From: T. Olsen, C. Tapia-Alveal, K. Yang et al., J. Electrochem. Soc., 164, B3122 (2017).

Correlating Microstructure and Corrosion Properties of Martensitic Stainless Steel

Martensitic stainless steels (MSS’s) are widely used as structural engineering materials, including as tool steels in manufacturing processes such as plastic molding. For these applications, the material must have high hardness, good wear resistance, and sufficient corrosion resistance. The mechanical and microstructural properties of MSS’s have, of course, been extensively studied; however, correlation of these to corrosion behavior has not been studied to the extent where a strong correlative understanding exists between microstructural constituents and the thermodynamics and kinetics of local electrochemical phenomena. Researchers at the Royal Institute of Technology and at Uddeholms AB in Sweden recently reported the results of such a correlative study. Read the full article.

From: K. H. Anantha, C. Ornek, S. Ejnermark et al., J. Electrochem. Soc., 164, C85 (2017).

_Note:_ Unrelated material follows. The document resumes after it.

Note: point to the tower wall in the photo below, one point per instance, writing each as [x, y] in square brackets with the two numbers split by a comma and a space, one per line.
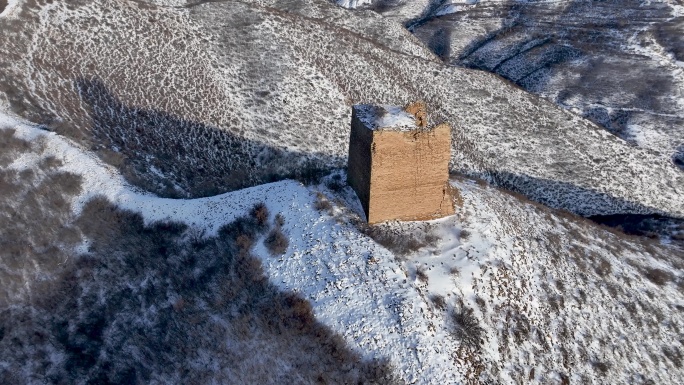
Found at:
[400, 174]
[409, 175]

Efficiency of a CMP Pad at Removing Protective Material from Copper During CMP

Chemical mechanical planarization (CMP) is a surface finishing methodology of critical importance in the fabrication of multilevel metallized interconnects. CMP relies on a combination of mechanical material removal from asperities on the wafer surface, while low regions are protected by components of the slurry. Corrosion inhibitors such as benzotriazole (BTA) are added to the polishing slurry, forming a protective layer over the surface. The protective layer is removed from asperities protruding from the wafer, while remaining intact on other regions. In this manuscript, the removal process of the protective layer formed in a model polishing slurry containing BTA and glycine, using a commercial pad to planarize a bulk copper surface, has been studied. Read the full article.

From: S. Choi, F.M. Doyle, D.A. Dornfeld, ECS J. Solid State Sci. Technol., 6, P187 (2017).

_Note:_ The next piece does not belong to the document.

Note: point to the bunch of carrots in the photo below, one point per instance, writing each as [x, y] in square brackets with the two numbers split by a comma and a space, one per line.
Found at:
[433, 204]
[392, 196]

Filtration of Light Emitted from Solid State Incandescent Light Emitting Devices

State-of-the-art on-chip optical interconnects can address signal delay issues in modern high density electronic integrated circuit (IC) devices. A dependable light source with a narrow bandwidth is required for achieving a high contrast ratio between on/off states in the optical interconnect which is not always possible with standard light emitting devices (LEDs). Optical filters applied on top of a solid-state incandescent LED (SSI-LED) can improve the bandwidth of the emitted light. To improve bandwidth, researchers from Texas A&M University used IC-compatible processes and materials to deposit layered hydrogenated amorphous silicon (a-Si:H) and silicon nitride (SiN) thin film optical filters on top of an SSILED. Read the full article.

From: S. Zhang and Y.Kuo, ECS J. Solid State Sci. Technol., 6 Q39 (2017).